Thursday, December 13, 2012

Sending Abyei Dispute to United Nations May Reignite Conflict in Sudan

Sending Abyei dispute to U.N. may reignite conflict: Sudan

4:49am EST

KHARTOUM (Reuters) - Sudan has warned a new conflict could break out in Abyei, a contested area between Sudan and South Sudan prized for its fertile grazing land, if a regional body refers the dispute to the U.N. Security Council.

The two countries signed African Union-brokered deals in September to withdraw troops from their shared border and take other steps to ease tensions.

But they failed to find a solution for Abyei, and the AU gave the two sides six weeks in October to find a solution or it would endorse a binding referendum on the region's future.

The AU also said it would seek the endorsement of the U.N. Security Council to settle the dispute between Sudan and South Sudan, which split apart in July last year under the terms of a 2005 peace deal that ended decades of civil war.

Sudan's Foreign Minister Ali Karti said bringing the Abyei dispute to the United Nations would complicate matters and could lead to a "new conflict" in the region, state news agency SUNA reported late on Wednesday.

"The foreign minister reaffirmed Sudan's desire that the dispute around Abyei and the border remains in the African context," the report said.
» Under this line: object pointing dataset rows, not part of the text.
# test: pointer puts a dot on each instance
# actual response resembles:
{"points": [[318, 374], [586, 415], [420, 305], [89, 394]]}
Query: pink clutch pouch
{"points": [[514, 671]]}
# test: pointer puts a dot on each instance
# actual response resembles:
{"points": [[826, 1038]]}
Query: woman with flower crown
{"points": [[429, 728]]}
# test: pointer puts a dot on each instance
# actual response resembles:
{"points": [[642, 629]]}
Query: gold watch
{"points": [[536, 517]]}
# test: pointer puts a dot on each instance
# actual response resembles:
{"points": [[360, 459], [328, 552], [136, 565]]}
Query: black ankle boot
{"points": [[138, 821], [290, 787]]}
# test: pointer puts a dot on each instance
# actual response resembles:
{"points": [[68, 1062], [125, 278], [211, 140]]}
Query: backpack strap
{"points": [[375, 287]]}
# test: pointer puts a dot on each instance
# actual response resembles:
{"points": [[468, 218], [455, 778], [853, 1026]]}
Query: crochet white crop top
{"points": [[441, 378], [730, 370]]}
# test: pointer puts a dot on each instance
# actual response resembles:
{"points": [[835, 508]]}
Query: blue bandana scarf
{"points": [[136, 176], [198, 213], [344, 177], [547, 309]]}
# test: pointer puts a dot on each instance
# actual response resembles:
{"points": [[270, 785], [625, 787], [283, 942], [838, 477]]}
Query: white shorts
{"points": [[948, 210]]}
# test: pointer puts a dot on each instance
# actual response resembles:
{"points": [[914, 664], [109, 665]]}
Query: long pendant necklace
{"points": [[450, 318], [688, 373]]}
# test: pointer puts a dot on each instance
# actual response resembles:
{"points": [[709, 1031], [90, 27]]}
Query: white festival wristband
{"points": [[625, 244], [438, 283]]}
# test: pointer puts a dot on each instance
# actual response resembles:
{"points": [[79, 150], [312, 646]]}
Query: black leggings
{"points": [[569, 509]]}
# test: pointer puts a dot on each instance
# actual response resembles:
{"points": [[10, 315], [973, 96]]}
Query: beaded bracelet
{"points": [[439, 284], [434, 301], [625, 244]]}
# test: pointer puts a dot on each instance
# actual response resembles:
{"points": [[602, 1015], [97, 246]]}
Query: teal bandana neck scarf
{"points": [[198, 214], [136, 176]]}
Sudan would not accept that "any party impose a solution that does not meet the interests of the nation and its people," it added.

The time limit set by the AU has passed but the issue remains unresolved. Previous efforts to set up a referendum for Abyei collapsed because the two sides failed to agree on who should be allowed to vote.

Most of the region's permanent settlements are occupied by Ngok Dinka, part of South Sudan's largest tribe. Arab Misseriya - a group that provided proxy militias for Khartoum during the war - also use Abyei for several months as year.

A staff member of the United Nations peacekeeping mission in Abyei (UNISFA) was shot dead when a demonstration in the region turned violent last month.